– ASDA LOSES GEORGE CHIEF: Angela Spindler, managing director of the George line at Asda, Wal-Mart’s U.K. arm, has abruptly stepped down from her post and quit the company. The retailer said Spindler, a 10-year Asda veteran, had left for “family reasons.” She had replaced Andy Bond, who is now Asda’s president and chief executive, at the end of 2005. Bond temporarily will cover the job until a replacement is found, the company said. Spindler’s departure comes at a pivotal time for the brand. As reported, George will go online early next year, and there are plans in the works for a U.S. relaunch. However, industry sources said Asda is not opening George stores fast enough, and the brand is losing ground to competitors. Over the past year, Asda has lost share of the U.K. clothing market by sales volume. Asda currently has 7.5 percent, compared with Tesco’s 8.6 percent, Primark’s 8.9 percent and Marks & Spencer’s 11.4 percent.

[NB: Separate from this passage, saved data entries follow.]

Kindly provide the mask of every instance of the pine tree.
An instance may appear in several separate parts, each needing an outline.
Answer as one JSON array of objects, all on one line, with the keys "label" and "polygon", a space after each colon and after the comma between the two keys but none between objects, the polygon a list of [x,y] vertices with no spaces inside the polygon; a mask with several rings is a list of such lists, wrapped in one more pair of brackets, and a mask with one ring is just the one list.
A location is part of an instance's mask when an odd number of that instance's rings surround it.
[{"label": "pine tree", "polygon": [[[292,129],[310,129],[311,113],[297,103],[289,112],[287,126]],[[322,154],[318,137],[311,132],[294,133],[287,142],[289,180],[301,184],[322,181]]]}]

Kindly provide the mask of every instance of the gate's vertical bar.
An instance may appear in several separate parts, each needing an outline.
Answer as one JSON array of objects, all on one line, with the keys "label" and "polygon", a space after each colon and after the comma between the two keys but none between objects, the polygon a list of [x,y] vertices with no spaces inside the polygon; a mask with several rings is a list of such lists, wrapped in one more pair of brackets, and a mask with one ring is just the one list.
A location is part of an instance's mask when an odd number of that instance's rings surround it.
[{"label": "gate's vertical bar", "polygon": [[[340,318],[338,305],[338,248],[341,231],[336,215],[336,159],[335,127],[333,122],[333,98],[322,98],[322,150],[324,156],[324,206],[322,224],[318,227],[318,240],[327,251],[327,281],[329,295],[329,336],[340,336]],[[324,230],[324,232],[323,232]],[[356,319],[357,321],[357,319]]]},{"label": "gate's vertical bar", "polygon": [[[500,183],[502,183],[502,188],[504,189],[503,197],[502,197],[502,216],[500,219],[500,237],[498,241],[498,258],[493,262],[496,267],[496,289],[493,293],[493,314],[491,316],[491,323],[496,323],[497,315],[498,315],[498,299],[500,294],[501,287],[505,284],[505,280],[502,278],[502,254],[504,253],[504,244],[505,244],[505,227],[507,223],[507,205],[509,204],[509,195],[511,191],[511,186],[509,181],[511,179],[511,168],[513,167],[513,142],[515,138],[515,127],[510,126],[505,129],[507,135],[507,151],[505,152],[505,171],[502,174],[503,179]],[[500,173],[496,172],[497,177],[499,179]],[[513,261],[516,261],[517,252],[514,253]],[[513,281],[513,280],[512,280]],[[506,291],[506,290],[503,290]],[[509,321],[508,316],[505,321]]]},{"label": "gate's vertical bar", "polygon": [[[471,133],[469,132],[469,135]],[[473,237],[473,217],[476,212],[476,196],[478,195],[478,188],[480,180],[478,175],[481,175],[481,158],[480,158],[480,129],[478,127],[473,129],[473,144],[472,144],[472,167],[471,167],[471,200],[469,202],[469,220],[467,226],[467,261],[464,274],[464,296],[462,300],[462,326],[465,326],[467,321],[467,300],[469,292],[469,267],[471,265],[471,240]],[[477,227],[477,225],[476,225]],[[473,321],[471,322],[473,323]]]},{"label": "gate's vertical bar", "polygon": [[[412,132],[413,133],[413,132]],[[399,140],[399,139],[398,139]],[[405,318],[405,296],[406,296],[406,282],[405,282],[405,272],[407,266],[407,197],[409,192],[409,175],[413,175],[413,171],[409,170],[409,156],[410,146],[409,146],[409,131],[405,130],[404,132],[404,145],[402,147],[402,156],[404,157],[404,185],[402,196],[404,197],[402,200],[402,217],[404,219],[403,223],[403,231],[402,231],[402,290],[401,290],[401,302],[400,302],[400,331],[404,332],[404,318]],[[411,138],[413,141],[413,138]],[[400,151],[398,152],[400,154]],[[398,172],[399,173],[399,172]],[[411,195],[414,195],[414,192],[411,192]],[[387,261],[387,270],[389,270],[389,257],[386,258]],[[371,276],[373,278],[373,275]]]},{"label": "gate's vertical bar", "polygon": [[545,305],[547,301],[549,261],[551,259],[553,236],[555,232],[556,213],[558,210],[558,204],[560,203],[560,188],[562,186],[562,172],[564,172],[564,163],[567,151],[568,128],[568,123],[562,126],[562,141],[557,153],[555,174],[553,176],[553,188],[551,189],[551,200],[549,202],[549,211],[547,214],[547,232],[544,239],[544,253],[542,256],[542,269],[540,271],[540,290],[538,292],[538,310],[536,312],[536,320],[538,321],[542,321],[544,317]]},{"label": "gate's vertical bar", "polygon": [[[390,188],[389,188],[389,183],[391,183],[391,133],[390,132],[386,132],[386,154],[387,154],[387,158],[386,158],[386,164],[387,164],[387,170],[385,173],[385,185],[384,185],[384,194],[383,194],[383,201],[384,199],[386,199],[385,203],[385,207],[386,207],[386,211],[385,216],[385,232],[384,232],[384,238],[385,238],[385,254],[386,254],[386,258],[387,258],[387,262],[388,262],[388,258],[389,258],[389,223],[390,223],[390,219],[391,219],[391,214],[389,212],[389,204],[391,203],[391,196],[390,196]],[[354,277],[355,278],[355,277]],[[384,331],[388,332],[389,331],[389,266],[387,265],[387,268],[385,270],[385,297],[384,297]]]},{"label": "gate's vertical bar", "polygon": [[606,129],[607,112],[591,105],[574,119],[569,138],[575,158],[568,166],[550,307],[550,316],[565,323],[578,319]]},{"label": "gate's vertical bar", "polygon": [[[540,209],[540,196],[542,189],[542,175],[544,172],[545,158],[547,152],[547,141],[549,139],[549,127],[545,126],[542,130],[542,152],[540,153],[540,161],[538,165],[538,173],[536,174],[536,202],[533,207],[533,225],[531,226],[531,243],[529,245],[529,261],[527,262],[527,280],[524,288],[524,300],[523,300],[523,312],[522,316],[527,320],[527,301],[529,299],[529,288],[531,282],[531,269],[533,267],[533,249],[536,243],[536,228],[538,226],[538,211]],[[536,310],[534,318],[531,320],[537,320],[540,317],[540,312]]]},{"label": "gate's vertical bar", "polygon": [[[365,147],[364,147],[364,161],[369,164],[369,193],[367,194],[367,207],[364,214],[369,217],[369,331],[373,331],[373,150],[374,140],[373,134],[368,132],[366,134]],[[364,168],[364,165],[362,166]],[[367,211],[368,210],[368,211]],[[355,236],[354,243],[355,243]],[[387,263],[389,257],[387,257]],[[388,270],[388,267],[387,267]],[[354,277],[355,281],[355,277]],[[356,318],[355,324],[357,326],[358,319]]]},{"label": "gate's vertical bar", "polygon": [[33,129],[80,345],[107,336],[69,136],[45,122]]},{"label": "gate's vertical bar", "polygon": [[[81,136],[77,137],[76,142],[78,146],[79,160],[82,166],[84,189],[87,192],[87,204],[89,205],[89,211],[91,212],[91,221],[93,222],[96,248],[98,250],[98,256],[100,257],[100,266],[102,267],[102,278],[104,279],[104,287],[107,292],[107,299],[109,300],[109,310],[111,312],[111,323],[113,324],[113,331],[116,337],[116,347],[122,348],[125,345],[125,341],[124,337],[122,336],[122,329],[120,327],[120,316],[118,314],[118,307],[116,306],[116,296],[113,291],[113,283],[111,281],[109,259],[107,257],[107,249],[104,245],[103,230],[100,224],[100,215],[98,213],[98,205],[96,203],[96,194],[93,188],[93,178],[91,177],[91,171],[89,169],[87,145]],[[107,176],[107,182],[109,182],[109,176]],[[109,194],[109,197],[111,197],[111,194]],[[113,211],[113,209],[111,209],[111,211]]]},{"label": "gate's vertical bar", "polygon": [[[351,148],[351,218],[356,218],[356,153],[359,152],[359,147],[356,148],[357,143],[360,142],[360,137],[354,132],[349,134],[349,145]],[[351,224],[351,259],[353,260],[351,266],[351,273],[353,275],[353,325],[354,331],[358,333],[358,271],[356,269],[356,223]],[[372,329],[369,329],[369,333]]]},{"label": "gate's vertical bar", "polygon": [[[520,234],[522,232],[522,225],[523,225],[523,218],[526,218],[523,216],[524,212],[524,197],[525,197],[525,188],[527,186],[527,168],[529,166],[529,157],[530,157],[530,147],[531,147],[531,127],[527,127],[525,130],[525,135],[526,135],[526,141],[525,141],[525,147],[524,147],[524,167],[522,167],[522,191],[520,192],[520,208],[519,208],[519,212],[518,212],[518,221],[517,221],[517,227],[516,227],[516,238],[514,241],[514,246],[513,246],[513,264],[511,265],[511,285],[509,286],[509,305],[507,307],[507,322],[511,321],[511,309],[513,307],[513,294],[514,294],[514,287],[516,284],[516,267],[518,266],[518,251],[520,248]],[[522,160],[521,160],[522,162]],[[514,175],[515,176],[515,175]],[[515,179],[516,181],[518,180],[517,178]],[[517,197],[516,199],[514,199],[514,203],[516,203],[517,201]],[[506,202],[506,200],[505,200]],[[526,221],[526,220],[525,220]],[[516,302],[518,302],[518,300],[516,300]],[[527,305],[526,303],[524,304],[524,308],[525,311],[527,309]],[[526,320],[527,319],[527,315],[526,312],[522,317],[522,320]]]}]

– WAGE WOES FOR ARCADIA: Sir Philip Green, owner of Topshop and its parent, Arcadia, is investigating a report by the Sunday Times of London that one of the group’s knitwear suppliers in Mauritius is engaging in nonethical work practices. The report said Sri Lankan, Indian and Bangladeshi workers on the island were being paid less than $10 a day for up to 12 hours of work, six days a week. The wages, it said, are 40 percent below the island’s average, and are fixed according to race, with the Bangladeshis earning the least. “Arcadia takes exceptionally seriously the code of conduct which all suppliers sign,” an Arcadia statement said Monday. “Serious breaches will not be tolerated and a remedy will be sought [if any] have occurred.”
– TAKING CHINA TO THE WTO: Following through on its trade case against China, the U.S. asked the World Trade Organization to establish a dispute settlement panel to examine China’s policies for the protection of intellectual property rights. The U.S. brought the case against China in April and the two countries met to discuss the issue in early June, but were unable to come to an accord. The U.S. maintains that China doesn’t do enough to protect intellectual property. For instance, Chinese criminal law has a threshold, whereby people are not prosecuted until they are caught with a certain number of pirated goods.